Triply‐twinned metamaterials: unraveling the mechanics and failure pathways through high‐resolution XCT

We designed and engineered a novel class of triply-twinned Body-Centred Cubic (BCCT) lattices that achieved up to three-fold improvements in mechanical performance over conventional BCC lattice architecture. Inefficient strut deformation and defect-sensitive failure limit the performance and reliability of architected metamaterials. Triply-twinned meta-crystal architectures transform the dominant strut-scale deformation from bending to stretching in both polymeric (Rigid 4K) and metallic (Ti-6Al-4V) Additively Manufactured (AM) BCCT lattices, significantly enhancing their stiffness (+380%) and strength (+279%).
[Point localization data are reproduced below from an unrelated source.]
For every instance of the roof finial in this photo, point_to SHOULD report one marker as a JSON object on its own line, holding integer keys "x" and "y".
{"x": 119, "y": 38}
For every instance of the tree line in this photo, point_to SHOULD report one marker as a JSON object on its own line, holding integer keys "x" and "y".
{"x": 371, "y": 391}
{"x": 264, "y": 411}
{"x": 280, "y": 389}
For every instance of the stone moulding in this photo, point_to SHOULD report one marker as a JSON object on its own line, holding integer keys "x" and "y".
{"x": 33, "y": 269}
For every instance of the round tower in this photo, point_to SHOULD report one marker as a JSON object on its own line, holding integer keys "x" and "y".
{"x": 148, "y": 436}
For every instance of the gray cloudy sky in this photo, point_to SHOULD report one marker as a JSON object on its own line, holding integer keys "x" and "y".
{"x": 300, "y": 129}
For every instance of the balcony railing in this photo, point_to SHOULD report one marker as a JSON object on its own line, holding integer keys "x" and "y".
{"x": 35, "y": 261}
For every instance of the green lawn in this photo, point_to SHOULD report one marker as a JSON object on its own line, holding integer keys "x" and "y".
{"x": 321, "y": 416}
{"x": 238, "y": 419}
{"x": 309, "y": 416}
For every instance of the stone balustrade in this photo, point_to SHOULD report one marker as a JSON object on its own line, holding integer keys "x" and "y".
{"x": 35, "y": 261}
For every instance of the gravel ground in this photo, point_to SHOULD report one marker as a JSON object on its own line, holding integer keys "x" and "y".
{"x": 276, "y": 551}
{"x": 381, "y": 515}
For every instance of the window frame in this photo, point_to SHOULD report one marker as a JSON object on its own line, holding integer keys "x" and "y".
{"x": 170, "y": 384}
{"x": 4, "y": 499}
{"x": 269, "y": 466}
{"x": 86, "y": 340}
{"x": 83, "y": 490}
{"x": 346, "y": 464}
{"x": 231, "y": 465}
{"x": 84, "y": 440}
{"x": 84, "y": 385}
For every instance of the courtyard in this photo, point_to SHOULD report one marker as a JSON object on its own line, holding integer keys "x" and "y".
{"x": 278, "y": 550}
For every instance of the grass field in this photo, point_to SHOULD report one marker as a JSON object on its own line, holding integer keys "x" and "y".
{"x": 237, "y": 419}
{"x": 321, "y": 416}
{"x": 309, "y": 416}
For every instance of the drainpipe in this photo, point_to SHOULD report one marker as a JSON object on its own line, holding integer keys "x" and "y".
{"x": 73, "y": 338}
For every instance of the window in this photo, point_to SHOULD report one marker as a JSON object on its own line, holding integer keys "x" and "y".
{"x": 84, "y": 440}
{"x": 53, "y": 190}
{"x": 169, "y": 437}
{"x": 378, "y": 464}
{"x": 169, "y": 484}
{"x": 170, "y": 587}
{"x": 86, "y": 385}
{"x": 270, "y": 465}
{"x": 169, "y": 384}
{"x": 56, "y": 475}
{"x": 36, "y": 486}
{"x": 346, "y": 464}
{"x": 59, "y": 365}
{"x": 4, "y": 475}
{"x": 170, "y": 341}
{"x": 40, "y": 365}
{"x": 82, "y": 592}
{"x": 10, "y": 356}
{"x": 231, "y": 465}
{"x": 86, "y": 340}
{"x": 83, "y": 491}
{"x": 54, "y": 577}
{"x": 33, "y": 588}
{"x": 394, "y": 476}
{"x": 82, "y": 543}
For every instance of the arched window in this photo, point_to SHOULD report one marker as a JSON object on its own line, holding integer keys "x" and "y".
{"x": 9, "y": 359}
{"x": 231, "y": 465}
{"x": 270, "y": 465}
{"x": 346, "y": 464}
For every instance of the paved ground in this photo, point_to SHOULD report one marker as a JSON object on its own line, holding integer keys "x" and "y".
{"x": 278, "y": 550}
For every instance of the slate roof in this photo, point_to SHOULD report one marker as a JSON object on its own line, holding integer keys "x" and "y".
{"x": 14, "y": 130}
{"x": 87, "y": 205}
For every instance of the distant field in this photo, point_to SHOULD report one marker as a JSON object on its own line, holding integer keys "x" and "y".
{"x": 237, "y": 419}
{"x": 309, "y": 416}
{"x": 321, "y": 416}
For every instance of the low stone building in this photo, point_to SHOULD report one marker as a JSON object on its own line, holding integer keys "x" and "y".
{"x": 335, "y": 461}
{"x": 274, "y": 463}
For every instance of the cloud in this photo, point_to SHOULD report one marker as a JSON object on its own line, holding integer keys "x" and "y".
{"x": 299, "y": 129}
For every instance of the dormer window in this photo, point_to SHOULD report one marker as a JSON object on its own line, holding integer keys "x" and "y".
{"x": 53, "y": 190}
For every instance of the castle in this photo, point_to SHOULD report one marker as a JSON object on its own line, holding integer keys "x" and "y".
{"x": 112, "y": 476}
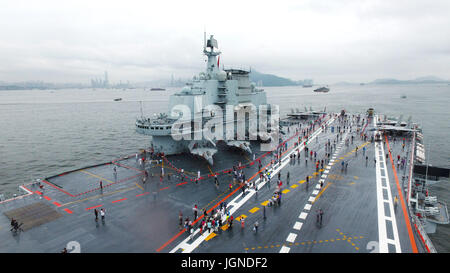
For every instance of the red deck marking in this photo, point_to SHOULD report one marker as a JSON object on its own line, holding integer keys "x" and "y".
{"x": 120, "y": 200}
{"x": 225, "y": 198}
{"x": 145, "y": 193}
{"x": 61, "y": 190}
{"x": 68, "y": 211}
{"x": 94, "y": 207}
{"x": 400, "y": 193}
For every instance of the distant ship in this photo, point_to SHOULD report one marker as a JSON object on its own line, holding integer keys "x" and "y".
{"x": 322, "y": 89}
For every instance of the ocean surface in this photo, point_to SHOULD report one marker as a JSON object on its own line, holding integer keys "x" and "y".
{"x": 47, "y": 132}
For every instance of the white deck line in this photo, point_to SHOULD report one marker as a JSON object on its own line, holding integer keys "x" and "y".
{"x": 383, "y": 240}
{"x": 303, "y": 215}
{"x": 291, "y": 237}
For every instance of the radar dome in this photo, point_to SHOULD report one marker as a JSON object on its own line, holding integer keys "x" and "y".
{"x": 221, "y": 76}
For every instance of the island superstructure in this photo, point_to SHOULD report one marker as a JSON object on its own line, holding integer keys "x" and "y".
{"x": 213, "y": 87}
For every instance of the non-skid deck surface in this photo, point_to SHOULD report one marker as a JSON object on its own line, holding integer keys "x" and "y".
{"x": 33, "y": 215}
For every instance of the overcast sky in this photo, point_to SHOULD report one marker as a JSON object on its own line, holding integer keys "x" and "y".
{"x": 329, "y": 41}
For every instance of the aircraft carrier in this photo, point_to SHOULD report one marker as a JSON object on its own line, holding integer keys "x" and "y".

Using high-resolution synchrotron X-ray computed tomography, image-based finite element models, scanning electron microscopy, and pyrometry, we correlate fracture mechanisms to the architecture design and as-built defects in these AM lattices. We further reduce defect-driven fracture by 50% without altering the global failure mode by adjusting the build orientation of the lattices. This integrated, multi-scale approach links fundamental deformation mechanics to manufacturability, providing a broadly applicable design strategy for next-generation architected metamaterials with exceptional performance and reliability.